UPS: Smart Moves, Better Returns

Discussion in 'The Latest UPS Headlines' started by cheryl, Feb 6, 2014.

  1. cheryl

    cheryl I started this. Staff Member

    UPS: Smart Moves, Better Returns - Seeking Alpha

    With regards to the bottom line, the software that was launched a while ago and is still in its deployment phase is a result of heavy investment by the company. ORION helps UPS drivers find the fastest, most fuel-efficient route to get every package to a customer's door and saves millions of dollars in fuel.
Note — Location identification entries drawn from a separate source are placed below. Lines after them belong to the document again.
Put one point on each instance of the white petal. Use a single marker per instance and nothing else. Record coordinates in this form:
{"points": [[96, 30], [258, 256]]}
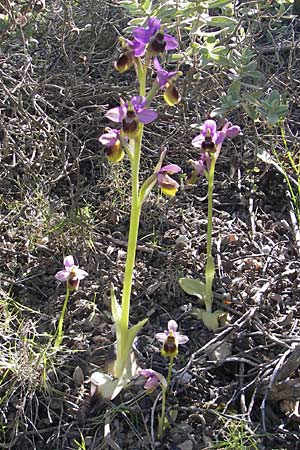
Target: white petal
{"points": [[69, 261], [161, 337], [172, 325], [182, 339], [81, 274]]}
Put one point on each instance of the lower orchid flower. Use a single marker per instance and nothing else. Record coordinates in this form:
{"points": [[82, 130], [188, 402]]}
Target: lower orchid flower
{"points": [[111, 140], [154, 38], [154, 379], [166, 183], [210, 139], [132, 113], [132, 50], [200, 168], [165, 80], [171, 338], [210, 143], [71, 274]]}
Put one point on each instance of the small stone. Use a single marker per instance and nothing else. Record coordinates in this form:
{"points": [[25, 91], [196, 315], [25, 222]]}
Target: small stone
{"points": [[186, 445], [182, 242], [78, 376], [221, 352]]}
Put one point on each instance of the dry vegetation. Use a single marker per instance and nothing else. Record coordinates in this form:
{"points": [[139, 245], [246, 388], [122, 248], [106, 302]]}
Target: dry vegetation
{"points": [[59, 196]]}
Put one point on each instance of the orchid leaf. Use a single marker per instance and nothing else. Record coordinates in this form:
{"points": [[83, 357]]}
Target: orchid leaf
{"points": [[193, 287], [105, 386], [148, 184], [210, 320], [115, 307]]}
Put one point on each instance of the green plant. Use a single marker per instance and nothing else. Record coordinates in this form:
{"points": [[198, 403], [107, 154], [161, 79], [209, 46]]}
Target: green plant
{"points": [[149, 42], [210, 143], [237, 436]]}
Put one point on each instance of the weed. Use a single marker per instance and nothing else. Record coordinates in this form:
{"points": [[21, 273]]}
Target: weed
{"points": [[237, 436]]}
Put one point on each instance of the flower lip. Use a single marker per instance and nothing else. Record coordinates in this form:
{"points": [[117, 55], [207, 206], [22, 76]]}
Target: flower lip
{"points": [[210, 139], [171, 338], [166, 183], [71, 273], [152, 34], [163, 76], [153, 379], [131, 113], [110, 138]]}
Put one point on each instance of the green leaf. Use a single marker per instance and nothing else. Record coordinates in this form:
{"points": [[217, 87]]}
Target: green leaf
{"points": [[210, 269], [115, 307], [210, 320], [147, 5], [148, 184], [193, 287], [221, 22]]}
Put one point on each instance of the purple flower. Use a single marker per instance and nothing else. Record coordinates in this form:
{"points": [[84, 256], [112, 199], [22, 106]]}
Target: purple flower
{"points": [[171, 338], [71, 274], [210, 139], [165, 81], [163, 76], [131, 113], [200, 167], [153, 380], [154, 38], [111, 140], [166, 183], [132, 49]]}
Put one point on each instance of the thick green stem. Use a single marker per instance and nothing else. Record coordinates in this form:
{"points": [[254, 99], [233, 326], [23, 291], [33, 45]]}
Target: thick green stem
{"points": [[209, 271], [124, 338], [133, 233], [59, 331], [161, 419]]}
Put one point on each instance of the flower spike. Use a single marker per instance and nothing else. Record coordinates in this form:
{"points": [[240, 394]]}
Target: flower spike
{"points": [[111, 140], [132, 113], [166, 183], [171, 338], [153, 38], [71, 274], [209, 140], [154, 379], [165, 80]]}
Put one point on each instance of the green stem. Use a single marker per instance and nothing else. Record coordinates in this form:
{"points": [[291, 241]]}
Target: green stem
{"points": [[170, 370], [59, 330], [209, 271], [161, 419], [133, 232]]}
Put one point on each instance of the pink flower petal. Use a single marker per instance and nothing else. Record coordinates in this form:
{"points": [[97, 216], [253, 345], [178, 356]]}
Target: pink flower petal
{"points": [[109, 139], [147, 115], [147, 372], [182, 339], [172, 325], [62, 275], [233, 131], [197, 141], [170, 169], [117, 114], [138, 102], [172, 43], [69, 262], [209, 125], [81, 274], [161, 336]]}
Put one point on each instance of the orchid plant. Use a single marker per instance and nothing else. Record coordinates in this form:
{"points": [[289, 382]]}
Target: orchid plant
{"points": [[171, 338], [142, 53], [72, 275], [209, 141]]}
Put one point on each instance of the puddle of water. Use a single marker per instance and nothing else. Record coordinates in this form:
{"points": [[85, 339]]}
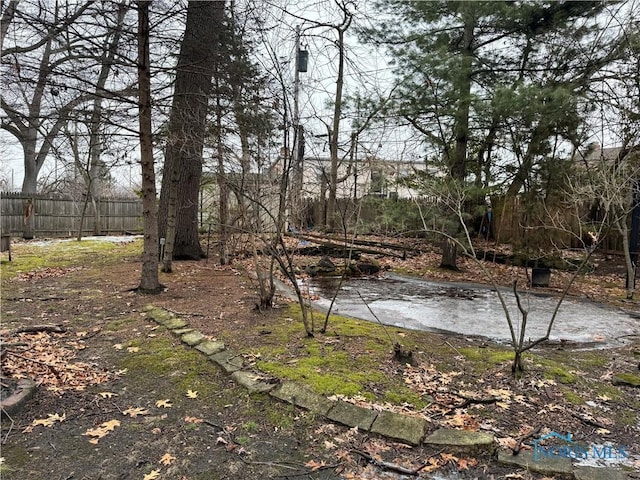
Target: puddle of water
{"points": [[472, 310]]}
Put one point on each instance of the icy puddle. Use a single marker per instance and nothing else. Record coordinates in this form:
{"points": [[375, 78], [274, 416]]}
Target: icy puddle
{"points": [[473, 310]]}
    The company saved 3 million gallons of fuel during its testing phase of the program from 2010-2012. For 2013, the expected savings is nearly 1.5 million gallons. Once the program is rolled out to every driver by 2017 it is going to save around $50 million by taking just one mile off each driver's daily route.
  2. Rainman

    Rainman Its all good.

    What about increased overtime costs, increased injuries from trying to dig for packages that should be skipped for later, increased crash costs for being on busy roadways at the wrong time of day, ect? Saving money on fuel is a smart thing to do but other costs need to be factored in as well.
  3. CharleyHustle

    CharleyHustle Active Member

    Are you a savant or just another Debbie Downer?
  4. Rainman

    Rainman Its all good.

  5. Rainman

    Rainman Its all good.

    We are already seeing these things happen in my building. Miles have dropped, certainly, but injuries and crashes have in some cases tripled. It is not just the usual "problem child" offenders, but different people across the board who normally do not have any issues. I E uses the mileage drop to justify more stops per car/ per hour, and in some cases we have routes running what 2-3 years ago would have been Christmas volume on a year round basis.we have what were 150 stop routes going put with 250 stops per day in the summer. Local management knows this isn't sustainable, but they have no choice in the matter. WAD or else, so they load us down. It may sound like a downer, bit this is what we are dealing with every day.

    HEFFERNAN Huge Member

    Quite frankly, I have seen the opposite.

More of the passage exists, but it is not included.